By Diane Jarrett
The doctor stood there looking at his patient with a mixture of compassion and horror. Somehow the treatment had gone terribly, terribly wrong. What had started promisingly as innovative therapy for serious trauma wounds had resulted in the ultimate unexpected side effect.
The patient had been transformed into an alligator.
Perhaps this is not surprising when you consider that the doctor had been possessed by the devil only 15 years earlier. Oh wait — that turned out to be just a bad dream.
In a way, all of the above is a dream, from the standpoint that I’m talking about movies and movie doctors as portrayed by George Macready (1899-1973), a stage, film, and TV actor whose career spanned from the 1920s to the 1970s. Along the way, he was a devil-possessed doctor in The Soul of a Monster (1944) and an awesomely inept endocrinologist in The Alligator People (1959). And you thought you had personal problems, or had treated patients with scaly skin.
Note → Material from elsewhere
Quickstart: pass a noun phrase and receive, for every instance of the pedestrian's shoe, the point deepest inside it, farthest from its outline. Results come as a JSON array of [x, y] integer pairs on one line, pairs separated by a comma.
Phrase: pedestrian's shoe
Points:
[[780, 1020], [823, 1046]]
What has this to do with Family Medicine, you ask?
My department chair said basically the same thing when I told him that I had just obtained my first national publication, not in Family Medicine or JAMA or any of the journals that classic film fans would call the “usual suspects.” No, my debut was in Films of the Golden Age, and my topic was the life and career of George Macready. Macready is best remembered for playing Rita Hayworth’s husband in Gilda (1946), director Stanley Kubrick’s cruel World War I general in Paths of Glory (1957), and the patriarch Martin Peyton in TV’s Peyton Place from 1965 to 1968.
My Macready publication, which in part addressed his roles as physicians in The Soul of a Monster and The Alligator People, did nothing for my career advancement. Publishing essays about the lives of classic movie actors doesn’t count in Family Medicine for promotion, tenure, or anything like that. Zilch. No matter how often I’m published in film history journals (eight times so far) or how much acclaim I receive in film circles, the medical profession is unimpressed.
I’m not a medical doctor. I don’t even play one on TV. My background is in education and journalism, and I came to work in a Family Medicine residency program long after I diagnosed myself as having a serious case of classic film passion. Writing about clinical topics or education related to clinical topics had never been on my radar. It is now, but my heart continues to compel me to spend some of those hours that might be assigned to Annals of Family Medicine on researching the lives of actors such as William Boyd, Richard Todd, and others.
Being a published film historian is not the same as being published in a medical journal, of course. Still, I can’t help but wish that my avocation could be considered as support for my vocation. Thus far it seems unlikely, though I point out George Macready’s medical “connections” at every possibility.
Since promotion is important to me, I’ll continue to faithfully seek opportunities to publish in periodicals that count, kind of like the group called Dr. Hook & the Medicine Show, in their song from the 1970s, sought to be on the cover of Rolling Stone magazine. (That wouldn’t have counted for them either, despite having the word “medicine” in the name of their band.) In my personal time, though, I’ll continue to research and write about actors who might have at least played doctors in the movies.
Meanwhile, I can only hope that someone comes up with a peer-reviewed journal entitled Medicine in the Movies.
Diane Jarrett, Ed.D., is the Director of Education and Communications in the Department of Family and Preventive Medicine. She is also the Assistant Director of the residency program.